美濃太田駅、可児駅、多治見駅では駅の券売機で購入でき、券売機のない根本駅と小泉駅では、みどりの窓口による紙の乗車整理券を購入する形でした。
ちなみに、根本駅・小泉駅での紙の乗車整理券は、発売する座席が事前に割り振られており、その座席を係員が色鉛筆で記入するアナログなものでした。
乗車整理券が発売できなかった無人駅 (美濃川合・下切・姫)では、事前に各駅からの座席が割り振られており、駅からは整理券を持たない状態で乗車。
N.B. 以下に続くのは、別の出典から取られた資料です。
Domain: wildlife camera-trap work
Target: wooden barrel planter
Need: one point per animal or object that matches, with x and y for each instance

その後、車掌の案内により割り振られた座席に着席するというものでした・・・。
朝の上り(名古屋方面)は、現在も多治見駅始発のホームライナー多治見が2本、瑞浪駅始発のホームライナー瑞浪が1本運行されています。
また、夕方~夜の下り(多治見方面)は、瑞浪行きのホームライナー瑞浪が3本、中津川行きのホームライナー中津川が2本、1時間間隔で運行されています。
ちなみに運行される車両も383系(夕方の瑞浪行きのみ313系8000番台)となり、キハ85形使用のホームライナーは、中央本線を含め、完全に消滅してしまいました。
◆ まとめ
『ホームライナー太多』は、22年の間に停車駅や所要時間を変えながら運転され続けていましたが、現在はその代わりとなる優等列車はなく、太多線内はホームライナー設定以前と同様に、全列車が各駅停車の普通列車のみが運転される路線となりました。
朝の名古屋への直通列車が無くなったのは残念ですが、ホームライナーに代わって増発された普通列車のお陰で本数削減は免れたので、通勤客のニーズにはどうにか(?)応えられているのではないでしょうか。 (※ちなみに平日夜に関しては、ホームライナーのスジを引き継ぐ列車は設定されず今日に至ります)
次、太多線にキハ85形がやって来る日は・・・あるのでしょうか? いつになるかは分かりませんが、その日を密かに心待ちにしたいと思います。
ホームライナー太多は、太多線唯一の華形列車とも言える列車だっただけに、廃止になったのはすごく悲しかったですが・・・運用上など様々な都合を考えると、やはり致し方ないのかなぁと・・・今は思います。 ともあれ、太多線にホームライナーが走っていた事実を、知っている人が語り継いでいければ・・・とも思います。